My Wife Wanted a DDR Pad...

TL;DR

Linus buys an Eltech DDR dance pad as a birthday gift, then the family hilariously struggles through their first attempts at Dance Dance Revolution.

Key Points

  • 1.Eltech (a Polish company) was chosen as the only practical DDR pad option. Most pads are either floppy vinyl, rare, or require decommissioned arcade cabinet hardware; Eltech stood out for acceptable quality, reasonable price, and being actually in stock.
  • 2.The pad is thin enough to store flat when not in use. This solved Linus's main hesitation — storage — since bulky exercise equipment often ends up unused, like their Wii balance board.
  • 3.Setup revealed multiple input modes including dance pad, joystick, keyboard (WASD or JILK), and a 'programming' mode. The dual keyboard modes allow two-player binding on one pad; a known 'penny mod' fix exists for unresponsive panels.
  • 4.Linus, Elijah, and Ivonne all failed spectacularly on easy mode. Linus scored 38,000 vs.
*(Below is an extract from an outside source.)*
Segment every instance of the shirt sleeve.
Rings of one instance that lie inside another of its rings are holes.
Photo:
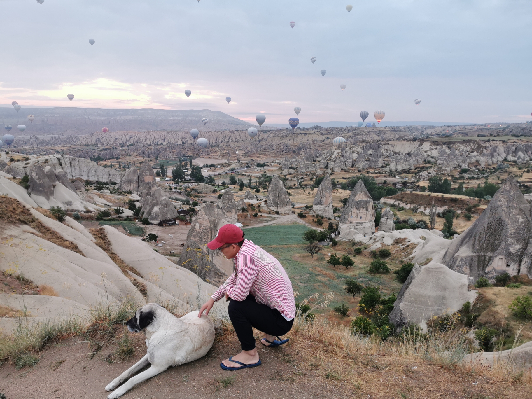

Elijah's 178,000, both achieving around 1.48% accuracy and 124+ misses on their first full attempt.
  • 5.Cameraman Sean, an international competitive dancer, demonstrated the gap by scoring over 480,000 points. Even so, the group noticed the pad occasionally failed to register legitimate hits and falsely registered non-hits.
  • 6.The pad was actually a surprise birthday present for Linus's son, though his wife Ivonne had long said it 'looked fun.' Despite years of Linus believing she wanted one, she clarified she had only casually mentioned it — then also struggled badly on her first try.